А. А. Волков, бывший камердинер императрицы Александры
ПОСРЕДИ тюремного двора, вымощенного мелким круглым булыжником, стоял деревенский мужик – рослый, в косую сажень, в изношенной крестьянской поддёвке, отороченной серой смушкой и собранной на талии в гармошку, в полосатых портах и разбитых лаптях с грязными онучами. Чёрная с проседью борода, нечёсаная, свалявшаяся. Грязно-серые лохмы вылезли из-под полуразваленной шляпы, которая годилась разве что на воронье гнездо или для огородного пугала. Пришелец нерешительно оглядывался, словно не понимал, куда зашёл.
К мужику шагнул тюремный надзиратель.
– Чего-сь надоть, лапоть рваный? Не в трактир припёрся. Стража, зачем пропустили?
Крестьянин вдруг выпрямился – резко, по-военному, и прямо-таки ошпарил взглядом надзирателя:
– Ты что же, Спиридонов, харю суконную свою так высоко задрал? – осведомился мужик. – Ведь сам – крестьянский сын! Как и я, между прочим. А часовой хорошо знает, кого надо пропустить. Лучше тебя знает.
Надзиратель вздрогнул, отшатнулся, выпучил по-рачьи глаза и густо побагровел.
– Ваша милость, госпо… господин Волков? Вы ли это?..
– Трудно меня узнать? Верю, – усмехнулся мужик. – Но все-таки это я.
– Прошу покорнейше извинить, – резво согнул спину надзиратель. – Радость-то какая видеть вас в добром здравии!..
– Врёшь ты всё, Спиридонов. И не рад ты вовсе, и здоровье моё не так чтобы очень доброе.
– Вы к нам по делам? Чем могу служить-с?
– Ты уже мне услужил, когда я арестантом у тебя был. Начальник тюрьмы здесь?
– Ещё с паужина8 не пришли-с. Да вот они – пришли, стало быть-с!
В железную калитку в воротах протиснулся толстяк в мундире и направился в контору. Пройдя мимо крестьянина, внезапно остановился, обернулся:
– Тебе чего надобно, любезный?
И вдруг вскричал:
– Господин Волков! Алексей Андреевич! Да вы ли это? Глазам своим не верю!..
– Тем не менее, это я, любезный Пинчуков. Резво ты мимо проскакал. А Спиридонов мне и вовсе чуть было плетей не пообещал. Совсем загордились вы тут при большевиках, вознеслись…

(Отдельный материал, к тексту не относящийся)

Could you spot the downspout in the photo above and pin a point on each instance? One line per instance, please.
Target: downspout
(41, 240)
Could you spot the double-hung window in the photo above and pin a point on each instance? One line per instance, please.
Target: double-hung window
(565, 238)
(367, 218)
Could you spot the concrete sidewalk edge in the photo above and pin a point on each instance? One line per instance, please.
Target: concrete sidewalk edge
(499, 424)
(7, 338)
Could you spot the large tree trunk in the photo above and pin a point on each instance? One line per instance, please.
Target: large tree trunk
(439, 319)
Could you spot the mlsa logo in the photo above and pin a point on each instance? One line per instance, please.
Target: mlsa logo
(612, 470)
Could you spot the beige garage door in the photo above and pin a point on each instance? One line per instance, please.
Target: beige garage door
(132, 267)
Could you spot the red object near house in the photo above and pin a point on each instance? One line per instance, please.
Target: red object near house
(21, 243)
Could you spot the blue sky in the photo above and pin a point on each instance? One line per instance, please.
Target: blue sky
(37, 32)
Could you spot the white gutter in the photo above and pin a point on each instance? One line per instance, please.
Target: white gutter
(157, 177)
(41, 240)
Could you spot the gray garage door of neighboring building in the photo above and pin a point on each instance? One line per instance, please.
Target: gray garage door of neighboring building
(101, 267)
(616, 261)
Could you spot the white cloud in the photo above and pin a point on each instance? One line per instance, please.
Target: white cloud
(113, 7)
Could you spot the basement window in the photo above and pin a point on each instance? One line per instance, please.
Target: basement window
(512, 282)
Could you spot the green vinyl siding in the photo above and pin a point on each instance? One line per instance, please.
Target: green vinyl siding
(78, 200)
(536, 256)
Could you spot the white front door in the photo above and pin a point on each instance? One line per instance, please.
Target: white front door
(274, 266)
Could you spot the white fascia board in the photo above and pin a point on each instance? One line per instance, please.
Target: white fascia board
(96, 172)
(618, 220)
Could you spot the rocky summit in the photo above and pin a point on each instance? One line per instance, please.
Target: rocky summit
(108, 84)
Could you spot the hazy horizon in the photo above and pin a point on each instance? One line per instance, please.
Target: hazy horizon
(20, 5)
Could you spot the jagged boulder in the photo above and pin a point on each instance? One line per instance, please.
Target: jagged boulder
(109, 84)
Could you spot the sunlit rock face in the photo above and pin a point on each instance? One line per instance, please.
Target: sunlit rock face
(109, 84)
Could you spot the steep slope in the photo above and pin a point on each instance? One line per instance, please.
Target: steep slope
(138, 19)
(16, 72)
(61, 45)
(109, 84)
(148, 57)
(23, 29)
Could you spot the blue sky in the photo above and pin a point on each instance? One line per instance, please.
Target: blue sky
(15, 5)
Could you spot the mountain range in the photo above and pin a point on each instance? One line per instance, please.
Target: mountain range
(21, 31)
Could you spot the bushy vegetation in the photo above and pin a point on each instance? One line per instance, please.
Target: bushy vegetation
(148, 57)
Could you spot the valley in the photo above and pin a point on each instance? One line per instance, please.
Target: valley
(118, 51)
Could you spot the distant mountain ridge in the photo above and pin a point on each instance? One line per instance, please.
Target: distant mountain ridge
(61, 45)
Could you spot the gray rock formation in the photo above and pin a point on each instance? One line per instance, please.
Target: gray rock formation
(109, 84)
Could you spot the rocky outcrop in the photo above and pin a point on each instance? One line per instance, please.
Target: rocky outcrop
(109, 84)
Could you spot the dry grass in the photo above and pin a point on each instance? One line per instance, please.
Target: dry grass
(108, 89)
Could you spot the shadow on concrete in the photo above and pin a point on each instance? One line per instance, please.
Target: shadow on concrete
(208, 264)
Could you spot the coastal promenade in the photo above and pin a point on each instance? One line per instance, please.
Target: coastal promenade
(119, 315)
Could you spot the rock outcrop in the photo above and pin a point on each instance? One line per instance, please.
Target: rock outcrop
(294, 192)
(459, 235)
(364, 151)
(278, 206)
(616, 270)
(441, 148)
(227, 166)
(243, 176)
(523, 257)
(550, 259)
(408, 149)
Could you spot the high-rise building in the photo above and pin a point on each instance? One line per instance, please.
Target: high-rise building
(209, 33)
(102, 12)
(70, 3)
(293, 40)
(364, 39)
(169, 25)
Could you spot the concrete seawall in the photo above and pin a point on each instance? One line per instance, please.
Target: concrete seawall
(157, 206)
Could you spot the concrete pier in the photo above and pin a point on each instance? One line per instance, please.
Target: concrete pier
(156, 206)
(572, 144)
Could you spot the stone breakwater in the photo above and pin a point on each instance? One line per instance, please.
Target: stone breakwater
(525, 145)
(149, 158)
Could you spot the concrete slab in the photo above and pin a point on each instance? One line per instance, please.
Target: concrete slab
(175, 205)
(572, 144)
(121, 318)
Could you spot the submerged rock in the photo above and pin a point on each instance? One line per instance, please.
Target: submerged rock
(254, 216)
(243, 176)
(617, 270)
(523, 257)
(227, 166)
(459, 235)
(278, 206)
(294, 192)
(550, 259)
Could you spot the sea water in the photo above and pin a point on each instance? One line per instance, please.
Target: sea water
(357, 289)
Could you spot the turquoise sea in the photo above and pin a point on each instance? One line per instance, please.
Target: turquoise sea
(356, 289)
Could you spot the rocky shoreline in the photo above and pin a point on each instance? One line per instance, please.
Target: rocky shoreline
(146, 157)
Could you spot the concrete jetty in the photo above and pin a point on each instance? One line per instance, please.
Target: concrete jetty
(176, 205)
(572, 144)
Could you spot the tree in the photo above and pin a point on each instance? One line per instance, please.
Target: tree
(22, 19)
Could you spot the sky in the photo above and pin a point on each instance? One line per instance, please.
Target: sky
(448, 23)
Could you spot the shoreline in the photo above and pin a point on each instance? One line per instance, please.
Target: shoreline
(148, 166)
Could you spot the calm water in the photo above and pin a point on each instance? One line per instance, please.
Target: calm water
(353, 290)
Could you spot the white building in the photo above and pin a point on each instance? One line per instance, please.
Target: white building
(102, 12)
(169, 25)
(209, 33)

Начальник бросился к пришельцу, схватил обеими руками его руку и затряс так сильно, что с его круглой физиономии слетели капли пота. Потом отошёл на шаг, продолжая с изумлением разглядывать гостя с ног до головы.
– Трудно, трудно вас узнать! Как вы, однако, измучены. Значит, спаслись… А ведь мы вчера по вам панихиду отслужили!
– Благодарю за заботу, – усмехнулся Волков.
– Из Перми телеграмма приходила, что вас там в тюрьме были расстреляли!
– Значит, не до конца расстреляли… В такое, наверное, поверить нелегко.
– Нелегко! – подтвердил Пинчуков, снова хватая Волкова за руку. – А вы вон какой герой: прямо из зубов красных драконов вырвались!
– Кто сей? – спросил Модестов старика Чемодурова, но тот лишь всхлипывал и мелко крестился.
– И вы не знаете, Сергей Феофилактович?
– Теперь знаю. Не сразу догадался, – ответил Горшеневский. – Перед вами – господин Волков Алексей Андреевич, личный камердинер бывшей императрицы Александры. Натурально цепным псом при ней состоял. Никто мимо него проскочить не мог. Даже сам Распутин. Это же какие тайны царского двора он носит в себе!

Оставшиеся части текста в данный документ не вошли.